For immunization mice were i.p. injected with 100 μg dinitrophenyl-keyhole limpet hemocyanin (DNP-KLH)3 (Calbiochem, Bad Soden, Germany) in CFA (Sigma, Deisenhofen, Germany) or alum. Control transgenic mice were injected with PBS.

Total RNA of spleen cells was prepared using Qiagen RNeasy columns (Qiagen). PCR was performed with a STAT-4-specific primer (5′-gctgaatgacggtgcaaacgg-3′) and a second transgene-specific primer (5′-gacagtgggagtggcacctt-3′) derived from sequences of the construct. PCR with β-actin primers (5′-tcctgtggcatccatgaa-3′ and 5′-cgcagctcagtaacagtc-3′) was made as control. Cycling conditions were as follows: 94°C for 30 s, 57°C for 30 s, and 72°C for 75 s for 30 cycles.

Cells were incubated for 20 min with 10 U/ml rIL-12 (obtained from Genzyme, Germany), and, subsequently, nuclear proteins were extracted. EMSA studies were made as described 3 . For supershift assays, polyclonal anti-STAT-4 (L-18; Santa Cruz Biotechnology, Heidelberg, Germany) Abs were used.

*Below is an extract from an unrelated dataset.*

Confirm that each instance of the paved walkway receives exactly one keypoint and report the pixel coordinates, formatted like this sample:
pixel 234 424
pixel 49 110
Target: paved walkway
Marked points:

Frozen sections were fixed in 4% paraformaldehyde and incubated overnight with the primary Ab (polyclonal rabbit anti-STAT-4 Ab, C20; Santa Cruz; monoclonal anti-mouse IFN-γ and TNF; PharMingen, San Diego, CA). Sections were then incubated with a biotinylated secondary IgG Ab (Vector, Burlingame, CA) followed by incubation with streptavidin-conjugated Cy2 (Dianova, Hamburg, Germany). A second cycle of staining was made using anti-CD4 as primary Ab (rat anti-mouse CD4; PharMingen) and streptavidin-conjugated Cy3. Three mice per group were analyzed.

The degree of inflammation on microscopic cross-sections of the colon was graded semiquantitatively from 0 to 4 (0, no signs of inflammation; 1, very low level; 2, low level of leukocytic infiltration; 3, high level of leukocytic infiltration, thickening of the colon wall; 4, transmural inflammation, loss of goblet cells, thickening of the colon wall), as previously described 7 . Grading was done in a blinded fashion by the same observer on at least three colon cross-sections in each animal per group.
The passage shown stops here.